The first game we played, I wrote our names with a line between them on the back of a paper napkin.
“You go first,” I say, magnanimously, “and I’ll keep score.”
“Oh,” she says, “I’ve never played the game when anyone has kept score…”
“No,” I say, “the game is ALL ABOUT keeping score.”
“Okay,” she says, tucking her tissue up her shirtsleeve. About halfway through the game, with Helen in a definite lead, she tries to plant a word just floating in the middle of the board! “Helen…” I say, “You must attach your word to another word.”
“No you don’t,” she says.
“Yes, you do,” I say.
“Well. If you say so,” she says. Helen won that game by one point and I merely ate the pencil.
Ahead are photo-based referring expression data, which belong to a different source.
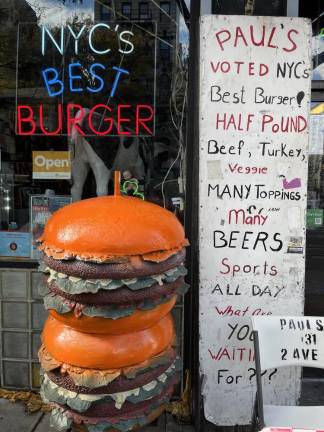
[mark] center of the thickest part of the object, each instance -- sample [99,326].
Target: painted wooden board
[254,105]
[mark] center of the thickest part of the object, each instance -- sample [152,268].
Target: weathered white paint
[275,284]
[285,341]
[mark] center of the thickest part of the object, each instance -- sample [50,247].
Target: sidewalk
[13,418]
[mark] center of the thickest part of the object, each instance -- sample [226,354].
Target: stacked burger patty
[115,269]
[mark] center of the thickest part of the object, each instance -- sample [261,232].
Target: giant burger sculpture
[115,269]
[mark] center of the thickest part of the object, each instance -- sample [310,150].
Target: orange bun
[112,227]
[139,320]
[106,352]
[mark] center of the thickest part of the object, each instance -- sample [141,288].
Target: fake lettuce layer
[94,378]
[75,285]
[62,419]
[82,402]
[62,305]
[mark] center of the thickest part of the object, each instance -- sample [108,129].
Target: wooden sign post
[254,105]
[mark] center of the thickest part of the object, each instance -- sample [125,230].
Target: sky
[54,12]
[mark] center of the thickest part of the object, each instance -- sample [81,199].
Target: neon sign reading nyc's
[137,117]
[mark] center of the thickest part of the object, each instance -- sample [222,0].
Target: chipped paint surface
[254,105]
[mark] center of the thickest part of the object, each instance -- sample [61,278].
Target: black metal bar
[259,394]
[184,10]
[191,335]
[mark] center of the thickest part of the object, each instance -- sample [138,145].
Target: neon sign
[85,78]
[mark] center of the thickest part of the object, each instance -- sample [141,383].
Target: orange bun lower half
[104,352]
[139,320]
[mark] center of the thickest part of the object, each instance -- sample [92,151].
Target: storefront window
[43,164]
[127,10]
[144,11]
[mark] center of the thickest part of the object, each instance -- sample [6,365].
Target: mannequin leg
[100,171]
[80,171]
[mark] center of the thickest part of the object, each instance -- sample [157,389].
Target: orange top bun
[111,227]
[94,351]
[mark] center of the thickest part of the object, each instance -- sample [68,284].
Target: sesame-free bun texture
[112,229]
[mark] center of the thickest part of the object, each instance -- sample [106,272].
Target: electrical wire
[180,146]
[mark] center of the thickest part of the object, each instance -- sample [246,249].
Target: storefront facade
[43,169]
[39,172]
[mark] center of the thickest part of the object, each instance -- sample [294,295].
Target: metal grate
[22,316]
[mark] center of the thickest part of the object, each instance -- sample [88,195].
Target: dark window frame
[147,14]
[165,3]
[128,5]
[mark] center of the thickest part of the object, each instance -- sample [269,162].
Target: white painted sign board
[254,105]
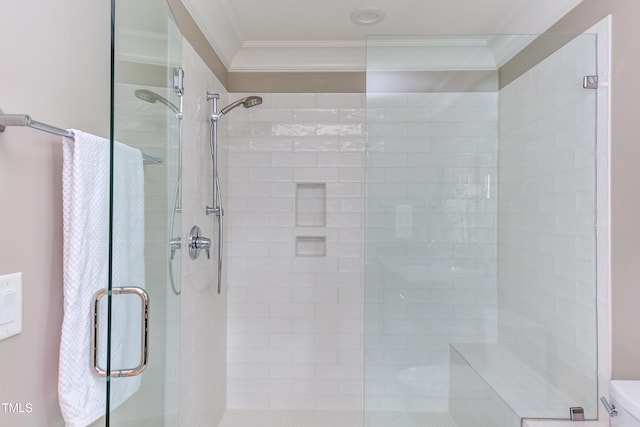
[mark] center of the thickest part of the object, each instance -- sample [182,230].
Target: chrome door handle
[144,344]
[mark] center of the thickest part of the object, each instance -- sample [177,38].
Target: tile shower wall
[431,241]
[547,221]
[202,312]
[295,252]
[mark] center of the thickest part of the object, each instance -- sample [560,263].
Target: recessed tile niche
[311,205]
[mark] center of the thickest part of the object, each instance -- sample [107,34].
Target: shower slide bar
[26,120]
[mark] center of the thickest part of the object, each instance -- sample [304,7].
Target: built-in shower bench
[489,386]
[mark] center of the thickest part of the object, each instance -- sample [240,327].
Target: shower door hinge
[178,81]
[590,82]
[576,413]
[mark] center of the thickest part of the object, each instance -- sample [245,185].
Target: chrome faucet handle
[197,243]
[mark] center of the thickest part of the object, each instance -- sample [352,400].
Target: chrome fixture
[198,243]
[576,413]
[26,120]
[216,208]
[152,97]
[609,407]
[144,344]
[590,82]
[175,242]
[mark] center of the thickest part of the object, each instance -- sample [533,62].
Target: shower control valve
[197,243]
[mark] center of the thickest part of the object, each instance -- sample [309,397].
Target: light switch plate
[10,305]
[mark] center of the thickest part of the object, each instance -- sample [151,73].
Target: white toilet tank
[625,395]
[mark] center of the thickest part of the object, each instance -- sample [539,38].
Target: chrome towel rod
[26,120]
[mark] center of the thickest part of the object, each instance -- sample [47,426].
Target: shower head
[248,102]
[152,97]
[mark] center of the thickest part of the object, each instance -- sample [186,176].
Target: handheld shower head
[152,97]
[248,102]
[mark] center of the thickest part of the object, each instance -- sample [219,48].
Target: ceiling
[318,35]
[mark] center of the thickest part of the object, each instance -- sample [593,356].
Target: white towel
[85,187]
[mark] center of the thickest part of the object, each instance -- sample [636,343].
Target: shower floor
[284,418]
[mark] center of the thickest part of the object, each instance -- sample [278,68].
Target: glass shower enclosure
[480,259]
[143,301]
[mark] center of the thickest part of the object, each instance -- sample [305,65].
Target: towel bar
[26,120]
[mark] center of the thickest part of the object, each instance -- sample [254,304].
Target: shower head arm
[230,107]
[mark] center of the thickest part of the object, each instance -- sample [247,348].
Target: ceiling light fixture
[367,16]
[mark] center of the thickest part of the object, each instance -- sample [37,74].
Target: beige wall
[55,67]
[625,173]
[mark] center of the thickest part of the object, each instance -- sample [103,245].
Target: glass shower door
[144,293]
[480,253]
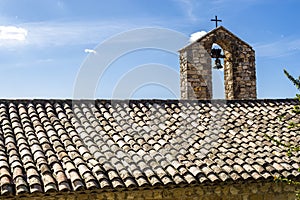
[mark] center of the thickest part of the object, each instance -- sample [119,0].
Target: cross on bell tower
[216,20]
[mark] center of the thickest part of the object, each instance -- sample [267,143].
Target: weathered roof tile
[111,144]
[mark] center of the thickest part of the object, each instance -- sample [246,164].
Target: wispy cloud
[283,47]
[90,51]
[195,36]
[12,35]
[188,7]
[70,33]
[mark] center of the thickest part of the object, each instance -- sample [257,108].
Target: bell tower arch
[239,67]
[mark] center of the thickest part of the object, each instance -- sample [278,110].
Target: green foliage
[296,82]
[291,125]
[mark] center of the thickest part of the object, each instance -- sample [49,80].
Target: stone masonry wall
[239,67]
[245,191]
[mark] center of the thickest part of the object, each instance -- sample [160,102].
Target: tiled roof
[64,145]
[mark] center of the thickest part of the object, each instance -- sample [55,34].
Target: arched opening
[218,87]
Things are beginning to get a little frenetic with the scheduling end of all my various winter activities. I went for a stroll yesterday with Pat, laid out the 42 different things I was juggling in all my spare time, and asked if she thought I was overdoing it. “No!” she says, “No! You are just embracing LIFE!”
“Phew,” I said, “I thought I was starting to go off the deep end.”
My oldest son, who is headed out of here to a warm, southern climate, stopped by to drop off his houseplants for me to tend while he is away. As he walked by with his precious jade plant I noticed that it was crawling with aphids. I started ranting. “You can’t bring that thing in here! I don’t have time to nurse your aphid-crawling plants!” He said, “Come on, Mom, what are you doing that is so important?” I said, “You don’t understand the VELOCITY of my life right now.” He answered back, “Mom, if taking care of an aphid covered houseplant is going to push you over the edge, maybe you had better rearrange your priorities.”
What the heck do kids know? They can’t recognize when their moms are coming into their Power, embracing mid-Life, mid-winter, mid-ocean. Bring It On!